一方の「そして父になる」は、5月に行われた「第66回カンヌ映画祭」で審査員賞を受賞した福山雅治主演「そして父になる」の小説版だ。作品は、大切に育ててきた6歳の息子が取り違えだったと知らされた親たちの葛藤を描き、家族とは何かを問うヒューマンドラマ。小説版は、映画では伝えきれない登場人物のプロフィールや過去の出来事、感情の機微などがより詳細に描かれている。

9月24日から先行公開、28日から全国公開となるが、「第38回トロント国際映画祭」など続々と海外の映画祭への出品が決定しており、また公開記念特番のTVオンエアも決定と、こちらも公開を目前にして大きな盛り上がりを見せており、両作品とも今後のセールスが期待される。

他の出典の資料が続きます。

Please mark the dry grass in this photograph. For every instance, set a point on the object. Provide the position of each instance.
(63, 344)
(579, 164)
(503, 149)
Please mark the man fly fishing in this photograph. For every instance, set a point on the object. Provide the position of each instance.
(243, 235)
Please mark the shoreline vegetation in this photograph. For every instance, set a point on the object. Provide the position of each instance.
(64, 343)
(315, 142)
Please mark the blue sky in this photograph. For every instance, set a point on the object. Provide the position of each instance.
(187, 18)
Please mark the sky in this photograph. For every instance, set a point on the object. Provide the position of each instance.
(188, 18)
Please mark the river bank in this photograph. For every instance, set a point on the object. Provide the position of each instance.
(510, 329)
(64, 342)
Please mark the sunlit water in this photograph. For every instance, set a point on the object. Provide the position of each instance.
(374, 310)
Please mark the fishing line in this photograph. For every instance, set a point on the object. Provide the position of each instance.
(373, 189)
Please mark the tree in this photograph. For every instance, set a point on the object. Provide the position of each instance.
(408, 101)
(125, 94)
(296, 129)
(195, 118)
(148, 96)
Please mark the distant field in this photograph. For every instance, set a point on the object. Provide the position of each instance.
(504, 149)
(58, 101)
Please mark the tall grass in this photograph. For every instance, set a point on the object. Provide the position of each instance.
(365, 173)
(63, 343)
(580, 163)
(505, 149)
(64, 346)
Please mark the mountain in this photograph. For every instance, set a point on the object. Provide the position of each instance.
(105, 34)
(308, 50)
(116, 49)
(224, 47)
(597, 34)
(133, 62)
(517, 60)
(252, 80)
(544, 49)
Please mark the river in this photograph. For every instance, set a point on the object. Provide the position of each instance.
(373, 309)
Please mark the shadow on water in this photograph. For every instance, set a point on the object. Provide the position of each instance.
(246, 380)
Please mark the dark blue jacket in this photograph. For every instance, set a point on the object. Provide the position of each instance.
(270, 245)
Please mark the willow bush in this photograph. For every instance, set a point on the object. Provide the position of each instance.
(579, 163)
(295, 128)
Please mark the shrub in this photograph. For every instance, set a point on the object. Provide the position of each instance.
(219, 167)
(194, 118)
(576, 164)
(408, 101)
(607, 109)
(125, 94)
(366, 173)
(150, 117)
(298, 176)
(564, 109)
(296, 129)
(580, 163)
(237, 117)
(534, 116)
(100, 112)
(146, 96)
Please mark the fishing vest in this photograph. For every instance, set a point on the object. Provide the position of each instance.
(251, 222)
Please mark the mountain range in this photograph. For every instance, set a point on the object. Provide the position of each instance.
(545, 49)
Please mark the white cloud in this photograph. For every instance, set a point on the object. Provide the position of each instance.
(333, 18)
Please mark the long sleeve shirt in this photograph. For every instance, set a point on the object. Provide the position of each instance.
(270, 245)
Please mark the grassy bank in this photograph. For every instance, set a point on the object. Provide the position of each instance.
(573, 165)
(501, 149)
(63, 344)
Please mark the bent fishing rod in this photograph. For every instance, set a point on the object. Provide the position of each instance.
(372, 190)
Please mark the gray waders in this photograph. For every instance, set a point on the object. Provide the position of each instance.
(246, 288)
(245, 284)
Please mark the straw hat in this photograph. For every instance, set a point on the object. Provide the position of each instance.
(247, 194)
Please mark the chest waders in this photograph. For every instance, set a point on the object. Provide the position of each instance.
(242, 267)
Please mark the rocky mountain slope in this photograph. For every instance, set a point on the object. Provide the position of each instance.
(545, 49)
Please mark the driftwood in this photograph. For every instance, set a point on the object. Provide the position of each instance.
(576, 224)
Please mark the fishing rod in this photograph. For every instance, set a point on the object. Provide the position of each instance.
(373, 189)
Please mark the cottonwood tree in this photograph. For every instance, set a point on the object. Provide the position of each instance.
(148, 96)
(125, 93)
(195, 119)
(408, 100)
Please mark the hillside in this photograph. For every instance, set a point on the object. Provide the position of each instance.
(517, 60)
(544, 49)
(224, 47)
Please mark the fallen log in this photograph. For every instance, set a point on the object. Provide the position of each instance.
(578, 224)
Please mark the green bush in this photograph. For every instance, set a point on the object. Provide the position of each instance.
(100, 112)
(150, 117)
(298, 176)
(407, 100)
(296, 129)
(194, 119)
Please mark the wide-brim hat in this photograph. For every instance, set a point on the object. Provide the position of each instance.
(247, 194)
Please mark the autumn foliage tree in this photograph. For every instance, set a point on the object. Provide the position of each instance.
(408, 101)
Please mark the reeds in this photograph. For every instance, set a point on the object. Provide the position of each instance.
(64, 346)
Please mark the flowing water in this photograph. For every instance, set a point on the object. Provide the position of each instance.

また、今週は来週9月17日にスペシャルドラマがオンエアされるヒット作家・湊かなえの「花の鎖」(2013年9月3日発売・文藝春秋)も4位に初登場したほか、先週9月8日(日)オンエアの第8回の視聴率もさらにアップしたドラマ「半沢直樹」(TBS系)の原作、池
井戸潤「オレたち花のバブル組」「オレたちバブル入行組」(共に文藝春秋)が先週の3位、2位から再び1位、2位となり(「〜花のバブル組」は今回が初の首位獲得)、映像化関連作の好調ぶりが改めてわかる結果となった。